# Water Pressure in Conical Tank Question

1. Nov 28, 2003

### Another God

Staff Emeritus
I was wondering if anyon could help me out.

You have a conical tank with a top diameter of 1m, going down to an outlet of 150mm diameter, height of the tank = 3m, and it's full of water. Assuming an air pressure of 15psi, what is the pressure at the 150mm opening? (the bottom)?

Does the air pressure make a difference due to the nozzle shape of the tank?

Thanks

2. Nov 28, 2003

### sridhar_n

...

Are you trying to say something about a pipeline with a wider beginning and a narow end. The water is flowing from the wider end to the narrower end.

If this is the problem, then u can use bernoulli's theorem,
The total energies at both the ends are the same.

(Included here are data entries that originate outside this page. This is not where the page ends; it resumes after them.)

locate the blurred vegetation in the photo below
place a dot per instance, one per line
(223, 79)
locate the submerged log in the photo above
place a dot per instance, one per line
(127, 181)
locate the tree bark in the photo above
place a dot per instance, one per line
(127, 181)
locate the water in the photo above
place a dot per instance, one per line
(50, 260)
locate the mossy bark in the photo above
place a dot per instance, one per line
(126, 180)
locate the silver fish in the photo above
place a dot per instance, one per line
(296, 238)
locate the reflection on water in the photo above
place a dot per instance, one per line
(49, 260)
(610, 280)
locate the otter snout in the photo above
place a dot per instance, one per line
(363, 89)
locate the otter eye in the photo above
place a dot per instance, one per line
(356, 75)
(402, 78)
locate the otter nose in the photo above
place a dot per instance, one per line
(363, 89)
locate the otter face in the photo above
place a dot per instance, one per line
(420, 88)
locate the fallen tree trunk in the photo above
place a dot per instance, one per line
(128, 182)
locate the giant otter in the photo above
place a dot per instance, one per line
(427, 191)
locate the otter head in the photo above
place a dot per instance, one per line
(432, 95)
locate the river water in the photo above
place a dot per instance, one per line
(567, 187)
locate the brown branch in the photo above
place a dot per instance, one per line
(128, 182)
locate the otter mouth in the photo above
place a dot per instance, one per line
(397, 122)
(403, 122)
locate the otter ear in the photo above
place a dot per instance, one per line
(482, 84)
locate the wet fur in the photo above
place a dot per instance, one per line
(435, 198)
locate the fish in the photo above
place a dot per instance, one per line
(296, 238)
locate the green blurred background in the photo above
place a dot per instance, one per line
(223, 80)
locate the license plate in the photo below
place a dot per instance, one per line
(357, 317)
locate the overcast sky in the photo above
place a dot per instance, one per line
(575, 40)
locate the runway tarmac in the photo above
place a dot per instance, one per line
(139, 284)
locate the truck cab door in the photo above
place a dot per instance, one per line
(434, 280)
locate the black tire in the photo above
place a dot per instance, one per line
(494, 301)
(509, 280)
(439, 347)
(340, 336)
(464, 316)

i.e the sum of pressure energy, kinetic energy and potential energy is constant throughout the flow.

in other words:

$$(p^2)/w + gh + (v^2)/2g$$ is always a constant. Assuming that flow is downwards in the problem, the height of the 1m openong is 3 m and that of the 150mm end is 0. So using this find the total energy on each side and equate them. Since the same fluid is flowing w-the sp.density is the same. p is the pressure. At the opening the pressure = air pressure.
v is the velocity. To find the value of v at both the ends (or atleast cancel out the v term in the equation) u need to use the continuity equation A1*v1 = A2*v2. Using this find, v1/v2, substitute the other values and then find the value of the pressure at the other end.

Got it???

Sridhar

3. Nov 29, 2003

### Another God

Staff Emeritus
Yep, that exactly what we meant.

Thanks for the reply, we'll run some numbers, and get back to you with what conclusions we reach.

Thanks again.

4. Nov 29, 2003

### Staff: Mentor

Nope. Thats one of the trick questions in fluids. Remember - pressure is pressure. The pressure (static and velocity are the same for the various cases you could do here, conveniently) at the bottom is simply the weight density of water times the height. Technically, thats the static pressure, but if the water is flowing, the static pressure at the bottom of the tank is equal to the velocity pressure. So from that you can caluclate the velocity of the water and the flowrate.